Sikap inkonsistensi ini menimbulkan ketidakpastian hokum bagi pelaku usaha. Sebab, aturan baru ini mengharuskan pelaku usaha mengubah rencana bisnisnya, dari awalnya tahun 2022, sekarang menjadi 2020.
"Saya menduga, Permen ini hasil kongkalikong antara oknum pejabat ESDM dengan oknum pengusaha," jelasnya.
Said menilai Permen ini ibarat hantu yang tiba-tiba keluar tanpa proses. Hal ini mengkonfirmasikan adanya dugaan praktik KKN yang dilakukan pejabat di lingkungan ESDM dibalik terbitnya Permen ini.
"Permen ini pintu masuk terjadinya kejahatan kartel yang pada gilirannya menyebabkan berkurangnya pajak Negara," jelasnya.
Karena itu, Said mendesak Kementerian ESDM mencabut Permen tersebut. Pasalnya, Permen itu hanya menguntungkan segelintir pengusaha smelter besar.
"Sudah jelas-jelas ketentuan ini dibuat untuk kepentingan pihak-pihak tertentu saja, yakni perusahaan besar. Jadi, harus dicabut," ujarnya.

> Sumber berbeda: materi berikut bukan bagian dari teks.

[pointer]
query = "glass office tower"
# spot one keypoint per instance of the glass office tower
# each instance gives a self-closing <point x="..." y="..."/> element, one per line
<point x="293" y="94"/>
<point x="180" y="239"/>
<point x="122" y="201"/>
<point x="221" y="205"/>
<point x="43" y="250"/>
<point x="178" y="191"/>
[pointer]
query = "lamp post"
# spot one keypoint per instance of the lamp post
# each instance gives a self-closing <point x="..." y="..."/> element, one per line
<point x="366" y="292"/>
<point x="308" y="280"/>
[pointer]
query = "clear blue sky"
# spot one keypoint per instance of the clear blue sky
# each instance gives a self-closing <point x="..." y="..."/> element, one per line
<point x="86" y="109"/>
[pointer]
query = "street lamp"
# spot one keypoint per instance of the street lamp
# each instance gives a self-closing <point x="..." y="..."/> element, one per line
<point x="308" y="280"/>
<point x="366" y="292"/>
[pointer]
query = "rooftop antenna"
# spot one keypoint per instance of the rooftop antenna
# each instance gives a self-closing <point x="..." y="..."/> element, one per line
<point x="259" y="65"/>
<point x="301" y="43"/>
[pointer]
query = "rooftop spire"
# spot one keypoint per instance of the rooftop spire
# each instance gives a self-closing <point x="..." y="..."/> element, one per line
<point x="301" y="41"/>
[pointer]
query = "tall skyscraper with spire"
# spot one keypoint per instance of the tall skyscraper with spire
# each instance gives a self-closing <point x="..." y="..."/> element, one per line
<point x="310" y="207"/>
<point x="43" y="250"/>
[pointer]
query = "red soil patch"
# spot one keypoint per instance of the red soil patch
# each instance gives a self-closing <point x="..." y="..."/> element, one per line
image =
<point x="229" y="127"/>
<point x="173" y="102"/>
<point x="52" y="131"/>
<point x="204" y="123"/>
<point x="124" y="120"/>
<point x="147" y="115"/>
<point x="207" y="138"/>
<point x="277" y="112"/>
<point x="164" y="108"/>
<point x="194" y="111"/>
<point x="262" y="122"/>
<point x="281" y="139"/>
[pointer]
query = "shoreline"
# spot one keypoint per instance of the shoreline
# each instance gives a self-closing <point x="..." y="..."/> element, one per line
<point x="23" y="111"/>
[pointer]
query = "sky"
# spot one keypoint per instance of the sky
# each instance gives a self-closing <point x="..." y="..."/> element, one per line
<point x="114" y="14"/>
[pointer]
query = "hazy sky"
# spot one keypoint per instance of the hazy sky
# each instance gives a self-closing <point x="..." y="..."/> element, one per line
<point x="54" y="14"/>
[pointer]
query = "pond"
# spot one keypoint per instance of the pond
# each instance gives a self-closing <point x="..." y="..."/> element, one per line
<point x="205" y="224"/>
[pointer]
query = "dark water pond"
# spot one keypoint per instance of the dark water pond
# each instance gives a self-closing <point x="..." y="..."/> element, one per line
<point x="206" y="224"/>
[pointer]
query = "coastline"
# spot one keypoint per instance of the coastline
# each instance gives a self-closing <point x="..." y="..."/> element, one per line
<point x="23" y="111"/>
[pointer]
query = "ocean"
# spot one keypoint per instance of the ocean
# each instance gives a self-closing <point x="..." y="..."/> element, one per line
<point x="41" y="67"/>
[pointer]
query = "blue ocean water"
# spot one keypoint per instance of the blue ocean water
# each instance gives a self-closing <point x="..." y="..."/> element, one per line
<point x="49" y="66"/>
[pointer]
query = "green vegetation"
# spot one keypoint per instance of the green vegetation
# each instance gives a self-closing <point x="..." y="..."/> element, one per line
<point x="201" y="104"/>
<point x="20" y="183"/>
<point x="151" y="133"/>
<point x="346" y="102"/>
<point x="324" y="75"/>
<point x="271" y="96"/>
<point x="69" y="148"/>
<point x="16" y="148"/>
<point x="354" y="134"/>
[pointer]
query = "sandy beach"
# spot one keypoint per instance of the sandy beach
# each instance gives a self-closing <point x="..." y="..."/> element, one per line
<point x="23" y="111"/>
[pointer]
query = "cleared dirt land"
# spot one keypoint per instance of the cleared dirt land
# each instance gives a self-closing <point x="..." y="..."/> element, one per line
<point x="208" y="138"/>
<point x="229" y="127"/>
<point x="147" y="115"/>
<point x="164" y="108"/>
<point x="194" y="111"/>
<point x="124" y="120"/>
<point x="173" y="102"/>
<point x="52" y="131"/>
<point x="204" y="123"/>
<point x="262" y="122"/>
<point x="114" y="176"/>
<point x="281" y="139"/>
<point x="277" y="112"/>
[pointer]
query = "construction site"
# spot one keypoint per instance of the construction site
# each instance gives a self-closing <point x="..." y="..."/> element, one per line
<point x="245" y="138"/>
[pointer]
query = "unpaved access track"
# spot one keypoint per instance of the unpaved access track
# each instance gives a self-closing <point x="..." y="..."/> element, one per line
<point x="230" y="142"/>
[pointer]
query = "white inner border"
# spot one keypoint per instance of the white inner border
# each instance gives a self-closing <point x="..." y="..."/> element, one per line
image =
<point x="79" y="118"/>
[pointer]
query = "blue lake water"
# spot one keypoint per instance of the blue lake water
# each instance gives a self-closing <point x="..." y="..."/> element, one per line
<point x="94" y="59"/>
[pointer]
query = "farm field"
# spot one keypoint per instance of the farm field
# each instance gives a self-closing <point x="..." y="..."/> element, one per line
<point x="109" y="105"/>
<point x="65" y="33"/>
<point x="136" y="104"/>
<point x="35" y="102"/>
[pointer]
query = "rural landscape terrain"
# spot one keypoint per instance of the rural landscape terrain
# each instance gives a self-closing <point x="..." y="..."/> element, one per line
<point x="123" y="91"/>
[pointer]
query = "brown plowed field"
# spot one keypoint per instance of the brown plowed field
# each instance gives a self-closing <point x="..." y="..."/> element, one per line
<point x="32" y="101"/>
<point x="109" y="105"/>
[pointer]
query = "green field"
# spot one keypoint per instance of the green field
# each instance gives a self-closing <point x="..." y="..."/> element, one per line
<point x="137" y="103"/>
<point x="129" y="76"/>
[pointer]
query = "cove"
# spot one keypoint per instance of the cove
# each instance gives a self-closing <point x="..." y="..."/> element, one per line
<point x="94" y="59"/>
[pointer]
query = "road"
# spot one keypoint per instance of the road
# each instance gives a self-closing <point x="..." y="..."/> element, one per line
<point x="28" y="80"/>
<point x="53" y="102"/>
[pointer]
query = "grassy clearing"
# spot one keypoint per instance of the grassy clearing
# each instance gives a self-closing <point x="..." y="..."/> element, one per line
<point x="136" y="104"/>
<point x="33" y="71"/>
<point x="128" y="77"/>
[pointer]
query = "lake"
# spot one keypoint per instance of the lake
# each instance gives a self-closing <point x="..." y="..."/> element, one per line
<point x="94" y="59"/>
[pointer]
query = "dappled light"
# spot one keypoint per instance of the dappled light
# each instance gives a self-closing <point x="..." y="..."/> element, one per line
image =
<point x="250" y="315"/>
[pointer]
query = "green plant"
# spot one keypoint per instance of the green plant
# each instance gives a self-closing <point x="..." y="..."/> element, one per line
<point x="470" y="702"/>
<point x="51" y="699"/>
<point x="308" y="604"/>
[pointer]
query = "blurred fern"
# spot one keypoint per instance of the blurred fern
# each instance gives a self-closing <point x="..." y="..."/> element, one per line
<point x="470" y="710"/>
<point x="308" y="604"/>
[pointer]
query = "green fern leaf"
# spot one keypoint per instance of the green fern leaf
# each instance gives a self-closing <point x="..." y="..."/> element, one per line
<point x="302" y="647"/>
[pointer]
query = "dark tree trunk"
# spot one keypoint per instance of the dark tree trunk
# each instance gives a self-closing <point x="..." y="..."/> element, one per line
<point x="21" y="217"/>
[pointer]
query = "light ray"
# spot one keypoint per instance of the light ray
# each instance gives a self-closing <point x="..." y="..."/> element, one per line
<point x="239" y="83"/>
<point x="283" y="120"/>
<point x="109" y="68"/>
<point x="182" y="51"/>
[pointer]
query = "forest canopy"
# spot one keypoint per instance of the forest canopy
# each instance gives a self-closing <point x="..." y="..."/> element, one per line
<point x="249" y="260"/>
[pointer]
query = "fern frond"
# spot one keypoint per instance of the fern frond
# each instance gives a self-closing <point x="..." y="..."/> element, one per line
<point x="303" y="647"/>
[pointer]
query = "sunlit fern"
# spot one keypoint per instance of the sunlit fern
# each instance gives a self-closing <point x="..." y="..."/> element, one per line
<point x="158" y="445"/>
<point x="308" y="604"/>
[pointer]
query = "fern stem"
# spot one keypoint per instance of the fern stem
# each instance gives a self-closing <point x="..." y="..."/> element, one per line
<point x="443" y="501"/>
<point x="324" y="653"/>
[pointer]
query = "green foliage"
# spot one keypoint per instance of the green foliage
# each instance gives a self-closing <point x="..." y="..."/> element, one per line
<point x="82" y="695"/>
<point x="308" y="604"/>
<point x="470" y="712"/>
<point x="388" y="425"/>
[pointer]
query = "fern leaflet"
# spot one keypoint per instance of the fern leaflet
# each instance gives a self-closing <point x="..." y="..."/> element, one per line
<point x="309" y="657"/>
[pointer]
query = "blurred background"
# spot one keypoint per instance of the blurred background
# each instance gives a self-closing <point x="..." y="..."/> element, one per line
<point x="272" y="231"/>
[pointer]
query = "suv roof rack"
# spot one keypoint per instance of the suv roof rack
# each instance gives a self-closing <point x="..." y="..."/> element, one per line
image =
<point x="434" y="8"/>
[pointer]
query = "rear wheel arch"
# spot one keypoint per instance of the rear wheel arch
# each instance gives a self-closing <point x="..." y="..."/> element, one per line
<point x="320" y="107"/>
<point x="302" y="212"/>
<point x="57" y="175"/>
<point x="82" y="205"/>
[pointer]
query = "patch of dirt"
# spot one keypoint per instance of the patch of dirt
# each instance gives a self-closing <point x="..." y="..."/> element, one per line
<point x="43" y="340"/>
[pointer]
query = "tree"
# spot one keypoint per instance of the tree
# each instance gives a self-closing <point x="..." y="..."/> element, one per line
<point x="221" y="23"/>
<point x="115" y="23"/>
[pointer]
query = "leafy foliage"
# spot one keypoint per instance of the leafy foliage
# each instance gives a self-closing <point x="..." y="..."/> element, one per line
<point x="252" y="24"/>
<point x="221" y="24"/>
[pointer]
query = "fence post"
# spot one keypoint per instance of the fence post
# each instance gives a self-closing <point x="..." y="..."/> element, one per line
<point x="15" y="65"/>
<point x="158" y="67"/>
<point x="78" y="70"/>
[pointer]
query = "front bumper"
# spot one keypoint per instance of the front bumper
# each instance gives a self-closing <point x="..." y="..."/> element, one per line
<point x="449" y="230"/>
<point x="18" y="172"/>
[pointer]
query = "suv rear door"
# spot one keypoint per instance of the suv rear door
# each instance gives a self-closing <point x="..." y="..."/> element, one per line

Said mengatakan terbitnya Permen ESDM 11/2019 tersebut pelarangan ini menjadi pada 2020 berimplikasi pada sisi kepastian hukum baik pada pertambangan atau end user-nya. Hal ini akan berdampak terhadap pelemahan ekonomi nasional.
"Ini akan jadi problematik konsistensi kebijakan pemerintah. Saya juga minta kepada Bakamla menghentikan upaya mensubordinasi tugas bea cukai dilapangan," terangnya.